Intisari-online.com - Sejarah tradisi ogoh-ogoh sendiri dimulai pada tahun 1983.
Tahun tersebut merupakan bagian penting dalam sejarah ogoh-ogoh di Bali, pasalnya pada tahun itu mulai dibuat wujud-wujud Bhuta Kala berkenaan dengan ritual Nyepi di Bali.
Ketika itu ada keputusan presiden yang menyatakan Nyepi sebagai hari libur nasional.
Sebelumnya, sudah ada tradisi serupa yang melibatkan pengarakan patung-patung raksasa, seperti tradisi Ndong Nding di daerah Gianyar dan Karangasem, Ngaben Ngwangun dan Barong Landung.
Namun, ogoh-ogoh baru menjadi populer dan meluas saat diikutkan dalam Pesta Kesenian Bali ke XII.
Pada awalnya, ogoh-ogoh dibuat dari anyaman bambu bertulang kayu yang dilapisi kertas.

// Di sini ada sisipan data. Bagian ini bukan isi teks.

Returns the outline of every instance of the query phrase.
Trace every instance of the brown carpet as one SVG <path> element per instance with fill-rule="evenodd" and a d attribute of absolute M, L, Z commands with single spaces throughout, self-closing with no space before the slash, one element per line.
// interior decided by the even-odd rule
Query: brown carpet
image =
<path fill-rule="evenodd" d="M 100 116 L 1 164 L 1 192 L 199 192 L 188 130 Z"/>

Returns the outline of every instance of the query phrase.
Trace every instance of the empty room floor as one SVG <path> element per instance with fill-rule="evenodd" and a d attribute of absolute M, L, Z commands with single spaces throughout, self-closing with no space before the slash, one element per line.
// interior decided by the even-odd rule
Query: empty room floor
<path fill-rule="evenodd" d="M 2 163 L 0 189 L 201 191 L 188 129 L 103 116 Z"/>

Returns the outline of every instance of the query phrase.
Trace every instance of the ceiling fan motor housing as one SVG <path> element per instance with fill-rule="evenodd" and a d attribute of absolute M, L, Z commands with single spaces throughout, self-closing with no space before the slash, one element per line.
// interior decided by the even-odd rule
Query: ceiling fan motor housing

Namun seiring perkembangan zaman, bahan-bahan yang digunakan menjadi lebih ringan dan mudah dibentuk, seperti styrofoam atau gabus.
Hal ini mempercepat proses pembuatan dan menghemat biaya.
Tradisi ogoh-ogoh kemudian juga merambah ke kota-kota lain di Indonesia, seperti Yogyakarta dan Jakarta.
Di sana, ogoh-ogoh juga digelar sebagai bagian dari perayaan Hari Raya Nyepi dengan nuansa budaya lokal.
Ogoh-ogoh adalah karya seni patung yang diarak dalam sebuah pawai menuju perayaan Hari Raya Nyepi.
Ogoh-ogoh menggambarkan sebuah tokoh Hindu yang bernama Bhuta Kala, yang merupakan kekuatan alam semesta dan waktu yang tak terukur dan tak terbantahkan.